Cursor's fast apply model tackles coding headaches with a two-stage approach that plans and applies changes, reducing latency and boosting accuracy for seamless code editing.

Frontier models like GPT-4 and GPT-4o have made significant strides in natural language processing, but they still struggle with large-scale code edits. These issues include laziness, inaccuracy, and high latency, which can break a programmer's flow. This is particularly problematic for coding agents, where even small, isolated edits can lead to bugs or infinite loops.

To address these challenges, Cursor has developed a specialized model called fast apply. This model excels at the full-file code edit task by breaking down difficult edits into two stages: planning and applying.

Planning and Applying

In Cursor, the planning phase involves using a powerful frontier model in a chat interface to outline the necessary changes. The applying phase, where the actual changes are made to the current file, should be straightforward and instantaneous. This separation ensures that complex edits can be executed efficiently without disrupting the programmer's workflow.

Fast Apply Model Performance

Our fast-apply model outperforms GPT-4 and GPT-4o in both accuracy and latency. We achieve speeds of approximately 1000 tokens (around 3500 characters per second) on our 70B model using a speculative-decoding variant tailored for code edits, known as speculative edits. This results in a ~13x speedup over vanilla inference using Llama-3-70B and a ~9x speedup over our previous GPT-4 speculative edits deployment.

Training and Evaluation

To train the fast apply model, we focused on full-file code edit tasks. We constructed an evaluation set of approximately 450 full-file edits, each under 400 lines. The performance of several prompted models was measured using Claude-3 Opus as a grader.

Grading Guidelines

Claude-3 Opus demonstrated more agreement with our ratings compared to GPT-4-Turbo and GPT-4o across tens of curated examples. This alignment is likely due to the post-training process, where Claude models are better at generating large amounts of code in assistant messages, while GPT-4 tends to omit code or indicate missing regions with ... or comments.

Surprising Results

Surprisingly, Claude-3 Sonnet outperformed GPT-4-Turbo, and GPT-4o performed similarly to GPT-4-Turbo. We hypothesize that Claude's superior performance is an artifact of its post-training process, which allows it to handle large code outputs more effectively.

Speed Measurements

We measured speed by comparing the time taken for our fast apply model to generate a fully rewritten file conditioned on the current file, conversation history, and current code block. The results clearly show that speculative edits provide significant speedups over traditional inference methods.
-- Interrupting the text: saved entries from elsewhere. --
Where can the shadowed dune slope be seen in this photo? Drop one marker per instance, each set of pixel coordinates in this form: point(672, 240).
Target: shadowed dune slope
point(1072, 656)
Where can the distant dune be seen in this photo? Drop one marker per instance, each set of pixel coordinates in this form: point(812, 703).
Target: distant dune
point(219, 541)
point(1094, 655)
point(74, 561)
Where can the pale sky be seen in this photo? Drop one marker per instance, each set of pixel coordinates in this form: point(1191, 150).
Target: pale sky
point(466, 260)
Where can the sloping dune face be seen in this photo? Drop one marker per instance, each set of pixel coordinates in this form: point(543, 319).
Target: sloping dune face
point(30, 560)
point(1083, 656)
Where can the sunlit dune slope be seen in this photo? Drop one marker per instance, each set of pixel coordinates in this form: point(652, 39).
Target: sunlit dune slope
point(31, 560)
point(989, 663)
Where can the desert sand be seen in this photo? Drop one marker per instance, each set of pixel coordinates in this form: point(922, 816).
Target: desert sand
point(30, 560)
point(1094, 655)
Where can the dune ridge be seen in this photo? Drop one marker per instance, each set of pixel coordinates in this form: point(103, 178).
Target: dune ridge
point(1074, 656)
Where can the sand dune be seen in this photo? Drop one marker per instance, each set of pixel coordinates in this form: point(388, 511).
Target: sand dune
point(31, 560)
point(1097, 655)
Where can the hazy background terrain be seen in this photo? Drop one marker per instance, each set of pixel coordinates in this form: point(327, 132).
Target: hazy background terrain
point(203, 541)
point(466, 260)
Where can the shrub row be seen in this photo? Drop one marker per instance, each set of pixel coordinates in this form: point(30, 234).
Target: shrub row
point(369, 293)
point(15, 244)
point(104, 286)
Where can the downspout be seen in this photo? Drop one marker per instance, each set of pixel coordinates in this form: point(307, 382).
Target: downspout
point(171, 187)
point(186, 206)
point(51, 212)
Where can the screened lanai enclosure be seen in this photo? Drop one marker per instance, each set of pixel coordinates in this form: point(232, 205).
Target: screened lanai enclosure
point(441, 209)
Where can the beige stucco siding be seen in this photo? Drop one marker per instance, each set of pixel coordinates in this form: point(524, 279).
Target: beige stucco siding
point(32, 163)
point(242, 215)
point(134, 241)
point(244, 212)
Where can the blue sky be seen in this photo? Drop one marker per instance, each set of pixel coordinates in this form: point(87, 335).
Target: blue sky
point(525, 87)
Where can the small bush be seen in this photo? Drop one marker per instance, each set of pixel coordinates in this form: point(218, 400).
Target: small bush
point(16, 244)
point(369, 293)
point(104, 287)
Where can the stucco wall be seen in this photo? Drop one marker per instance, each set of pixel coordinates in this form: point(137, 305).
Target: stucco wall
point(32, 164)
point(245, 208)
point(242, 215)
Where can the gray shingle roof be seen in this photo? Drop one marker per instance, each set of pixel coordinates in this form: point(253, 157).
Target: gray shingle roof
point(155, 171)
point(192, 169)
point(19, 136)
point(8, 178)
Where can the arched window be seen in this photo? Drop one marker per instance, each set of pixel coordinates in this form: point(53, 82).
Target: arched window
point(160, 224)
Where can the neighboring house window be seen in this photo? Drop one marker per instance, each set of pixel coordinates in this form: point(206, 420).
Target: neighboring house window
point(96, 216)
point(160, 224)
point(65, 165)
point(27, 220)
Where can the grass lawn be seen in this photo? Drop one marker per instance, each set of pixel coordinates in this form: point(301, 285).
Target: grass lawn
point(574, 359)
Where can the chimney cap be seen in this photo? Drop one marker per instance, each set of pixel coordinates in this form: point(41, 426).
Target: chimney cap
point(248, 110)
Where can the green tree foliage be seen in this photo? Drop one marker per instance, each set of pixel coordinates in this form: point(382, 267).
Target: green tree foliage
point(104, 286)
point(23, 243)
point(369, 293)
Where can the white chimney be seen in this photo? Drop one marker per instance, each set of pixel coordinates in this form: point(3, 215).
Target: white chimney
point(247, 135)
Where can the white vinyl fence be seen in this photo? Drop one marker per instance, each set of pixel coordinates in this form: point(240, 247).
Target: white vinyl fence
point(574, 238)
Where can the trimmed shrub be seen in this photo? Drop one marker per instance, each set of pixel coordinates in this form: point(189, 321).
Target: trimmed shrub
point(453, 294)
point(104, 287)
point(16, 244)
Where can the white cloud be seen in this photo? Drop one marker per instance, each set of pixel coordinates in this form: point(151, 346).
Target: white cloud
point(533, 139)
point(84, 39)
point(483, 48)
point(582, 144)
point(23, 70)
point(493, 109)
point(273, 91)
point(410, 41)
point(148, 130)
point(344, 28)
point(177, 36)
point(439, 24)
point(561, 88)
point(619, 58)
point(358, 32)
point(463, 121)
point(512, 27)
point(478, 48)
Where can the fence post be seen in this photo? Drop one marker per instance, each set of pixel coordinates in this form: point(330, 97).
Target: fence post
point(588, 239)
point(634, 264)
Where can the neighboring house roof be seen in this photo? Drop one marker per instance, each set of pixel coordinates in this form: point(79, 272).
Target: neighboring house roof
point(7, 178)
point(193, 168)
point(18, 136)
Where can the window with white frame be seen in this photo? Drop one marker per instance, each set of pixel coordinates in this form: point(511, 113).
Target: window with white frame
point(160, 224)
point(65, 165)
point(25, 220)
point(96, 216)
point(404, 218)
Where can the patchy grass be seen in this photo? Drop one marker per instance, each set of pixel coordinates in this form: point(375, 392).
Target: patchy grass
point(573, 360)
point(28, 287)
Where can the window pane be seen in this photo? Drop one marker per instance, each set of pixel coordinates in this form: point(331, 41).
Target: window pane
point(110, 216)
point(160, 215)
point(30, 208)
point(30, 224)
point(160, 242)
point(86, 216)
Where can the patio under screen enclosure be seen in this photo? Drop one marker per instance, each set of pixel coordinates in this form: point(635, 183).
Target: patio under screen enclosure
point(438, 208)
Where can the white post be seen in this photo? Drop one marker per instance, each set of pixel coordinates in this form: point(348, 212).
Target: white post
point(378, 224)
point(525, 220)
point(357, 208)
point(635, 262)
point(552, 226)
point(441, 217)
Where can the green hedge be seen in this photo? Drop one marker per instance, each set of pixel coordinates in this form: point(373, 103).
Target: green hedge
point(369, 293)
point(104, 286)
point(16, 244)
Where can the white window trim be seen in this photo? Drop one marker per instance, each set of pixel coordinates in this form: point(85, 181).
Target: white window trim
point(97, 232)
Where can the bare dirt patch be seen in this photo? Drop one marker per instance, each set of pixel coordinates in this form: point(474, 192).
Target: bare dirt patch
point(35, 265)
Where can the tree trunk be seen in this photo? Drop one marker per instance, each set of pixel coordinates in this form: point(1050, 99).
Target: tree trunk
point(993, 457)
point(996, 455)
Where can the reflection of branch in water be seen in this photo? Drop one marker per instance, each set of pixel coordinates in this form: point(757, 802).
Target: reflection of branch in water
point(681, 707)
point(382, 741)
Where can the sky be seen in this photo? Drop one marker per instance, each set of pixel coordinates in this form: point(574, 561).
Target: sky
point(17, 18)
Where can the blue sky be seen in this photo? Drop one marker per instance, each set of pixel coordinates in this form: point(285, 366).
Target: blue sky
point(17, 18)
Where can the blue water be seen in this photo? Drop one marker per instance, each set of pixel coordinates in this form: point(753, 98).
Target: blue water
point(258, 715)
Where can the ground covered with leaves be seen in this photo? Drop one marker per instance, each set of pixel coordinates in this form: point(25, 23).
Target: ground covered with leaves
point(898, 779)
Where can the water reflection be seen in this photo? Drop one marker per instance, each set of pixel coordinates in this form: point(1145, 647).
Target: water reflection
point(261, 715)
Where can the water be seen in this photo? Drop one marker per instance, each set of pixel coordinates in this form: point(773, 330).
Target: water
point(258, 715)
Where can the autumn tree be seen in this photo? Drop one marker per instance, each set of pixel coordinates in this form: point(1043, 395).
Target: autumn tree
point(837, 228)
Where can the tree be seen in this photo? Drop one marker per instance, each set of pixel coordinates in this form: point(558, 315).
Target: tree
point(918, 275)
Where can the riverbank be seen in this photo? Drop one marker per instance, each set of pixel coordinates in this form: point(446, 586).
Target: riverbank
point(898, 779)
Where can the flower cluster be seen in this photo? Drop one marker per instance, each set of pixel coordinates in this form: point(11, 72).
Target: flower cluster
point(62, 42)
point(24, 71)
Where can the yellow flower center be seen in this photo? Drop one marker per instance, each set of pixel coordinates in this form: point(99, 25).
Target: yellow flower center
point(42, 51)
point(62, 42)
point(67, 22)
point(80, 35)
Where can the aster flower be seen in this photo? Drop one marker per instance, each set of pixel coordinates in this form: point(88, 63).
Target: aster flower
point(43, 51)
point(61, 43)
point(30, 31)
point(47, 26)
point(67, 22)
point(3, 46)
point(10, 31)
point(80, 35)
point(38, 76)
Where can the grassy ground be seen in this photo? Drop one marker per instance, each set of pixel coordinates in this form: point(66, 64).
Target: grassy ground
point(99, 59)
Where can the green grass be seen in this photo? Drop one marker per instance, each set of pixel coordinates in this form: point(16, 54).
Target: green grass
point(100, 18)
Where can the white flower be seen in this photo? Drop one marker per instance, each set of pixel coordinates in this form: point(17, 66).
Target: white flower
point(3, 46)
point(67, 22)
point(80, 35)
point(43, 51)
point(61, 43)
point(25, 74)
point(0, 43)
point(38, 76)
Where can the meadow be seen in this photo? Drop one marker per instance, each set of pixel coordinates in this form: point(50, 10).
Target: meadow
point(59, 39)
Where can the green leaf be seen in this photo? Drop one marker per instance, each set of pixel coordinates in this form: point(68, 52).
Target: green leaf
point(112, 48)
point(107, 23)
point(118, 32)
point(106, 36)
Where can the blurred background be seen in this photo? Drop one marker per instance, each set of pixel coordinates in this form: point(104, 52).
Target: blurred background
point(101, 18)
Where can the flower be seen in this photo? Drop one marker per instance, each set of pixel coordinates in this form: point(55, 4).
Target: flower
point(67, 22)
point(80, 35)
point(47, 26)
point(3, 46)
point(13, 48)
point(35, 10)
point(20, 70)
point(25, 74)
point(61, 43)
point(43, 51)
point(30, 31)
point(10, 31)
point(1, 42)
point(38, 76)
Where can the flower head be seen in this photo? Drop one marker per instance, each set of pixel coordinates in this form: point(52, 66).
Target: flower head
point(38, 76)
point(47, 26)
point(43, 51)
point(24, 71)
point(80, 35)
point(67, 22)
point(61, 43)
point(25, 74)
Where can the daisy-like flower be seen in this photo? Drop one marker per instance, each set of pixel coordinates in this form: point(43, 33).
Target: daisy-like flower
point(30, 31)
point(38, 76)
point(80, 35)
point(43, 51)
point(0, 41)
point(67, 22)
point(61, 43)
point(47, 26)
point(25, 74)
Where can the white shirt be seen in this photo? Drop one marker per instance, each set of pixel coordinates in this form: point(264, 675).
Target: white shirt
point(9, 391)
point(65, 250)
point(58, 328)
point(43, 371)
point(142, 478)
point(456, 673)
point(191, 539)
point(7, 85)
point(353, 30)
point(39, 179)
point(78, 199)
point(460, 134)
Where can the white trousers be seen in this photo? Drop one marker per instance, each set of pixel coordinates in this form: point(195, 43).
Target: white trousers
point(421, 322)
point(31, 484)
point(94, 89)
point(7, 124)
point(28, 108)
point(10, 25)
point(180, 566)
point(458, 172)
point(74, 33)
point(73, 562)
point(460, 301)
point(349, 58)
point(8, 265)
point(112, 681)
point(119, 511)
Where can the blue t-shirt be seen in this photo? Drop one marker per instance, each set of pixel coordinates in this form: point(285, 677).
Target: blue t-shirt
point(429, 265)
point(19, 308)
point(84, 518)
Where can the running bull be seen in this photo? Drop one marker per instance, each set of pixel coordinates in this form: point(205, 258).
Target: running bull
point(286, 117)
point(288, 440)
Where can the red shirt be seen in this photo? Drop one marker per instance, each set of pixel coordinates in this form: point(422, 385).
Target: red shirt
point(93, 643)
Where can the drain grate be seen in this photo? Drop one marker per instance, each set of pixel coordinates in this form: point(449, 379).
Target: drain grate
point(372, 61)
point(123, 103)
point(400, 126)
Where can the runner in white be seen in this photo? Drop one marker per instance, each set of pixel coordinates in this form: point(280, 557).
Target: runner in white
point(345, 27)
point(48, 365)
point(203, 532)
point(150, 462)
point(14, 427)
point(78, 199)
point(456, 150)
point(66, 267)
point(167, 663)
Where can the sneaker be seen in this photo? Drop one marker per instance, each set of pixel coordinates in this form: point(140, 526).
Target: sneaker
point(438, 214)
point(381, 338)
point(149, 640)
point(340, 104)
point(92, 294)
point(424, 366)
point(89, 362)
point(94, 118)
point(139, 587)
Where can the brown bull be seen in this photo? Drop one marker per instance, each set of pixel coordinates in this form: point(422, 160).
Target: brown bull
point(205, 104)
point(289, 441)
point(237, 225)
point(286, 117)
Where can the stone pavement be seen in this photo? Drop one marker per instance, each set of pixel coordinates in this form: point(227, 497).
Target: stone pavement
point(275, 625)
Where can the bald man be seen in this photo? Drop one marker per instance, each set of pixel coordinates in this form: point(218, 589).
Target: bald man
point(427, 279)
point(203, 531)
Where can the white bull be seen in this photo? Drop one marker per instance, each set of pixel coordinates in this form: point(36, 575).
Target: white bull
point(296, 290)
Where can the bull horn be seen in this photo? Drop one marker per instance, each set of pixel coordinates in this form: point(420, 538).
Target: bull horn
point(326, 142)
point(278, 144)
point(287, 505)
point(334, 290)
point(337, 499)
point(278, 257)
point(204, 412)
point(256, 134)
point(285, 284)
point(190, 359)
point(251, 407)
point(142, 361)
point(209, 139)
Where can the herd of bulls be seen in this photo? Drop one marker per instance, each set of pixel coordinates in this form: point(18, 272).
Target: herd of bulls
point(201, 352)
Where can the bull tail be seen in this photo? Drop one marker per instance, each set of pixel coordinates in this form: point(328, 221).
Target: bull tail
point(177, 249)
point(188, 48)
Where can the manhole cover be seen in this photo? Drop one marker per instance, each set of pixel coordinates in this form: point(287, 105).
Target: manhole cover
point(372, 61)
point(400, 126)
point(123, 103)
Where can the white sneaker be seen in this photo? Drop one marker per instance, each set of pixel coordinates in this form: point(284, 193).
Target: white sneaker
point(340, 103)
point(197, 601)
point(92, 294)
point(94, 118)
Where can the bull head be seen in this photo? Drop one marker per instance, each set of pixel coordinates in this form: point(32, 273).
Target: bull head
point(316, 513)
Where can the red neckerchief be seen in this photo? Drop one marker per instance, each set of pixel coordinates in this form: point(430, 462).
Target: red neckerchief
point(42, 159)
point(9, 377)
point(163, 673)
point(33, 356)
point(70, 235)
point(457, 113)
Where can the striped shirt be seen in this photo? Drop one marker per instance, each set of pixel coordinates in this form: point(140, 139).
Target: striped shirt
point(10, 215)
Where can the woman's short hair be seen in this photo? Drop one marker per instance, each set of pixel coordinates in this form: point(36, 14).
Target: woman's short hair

Why Rewrite the File Instead of Using Diffs?

Rewriting the entire file ensures consistency and completeness, avoiding issues like partial updates or missed changes. This approach is particularly useful for large-scale edits where diff-based methods might introduce errors or inconsistencies.

Conclusion

Cursor's fast apply model represents a significant advancement in code editing by combining efficient planning with instantaneous application. By leveraging speculative decoding, we achieve unprecedented speeds and accuracy, making large-scale code edits more reliable and seamless. This innovation has the potential to transform how developers work, keeping them in flow and reducing frustration.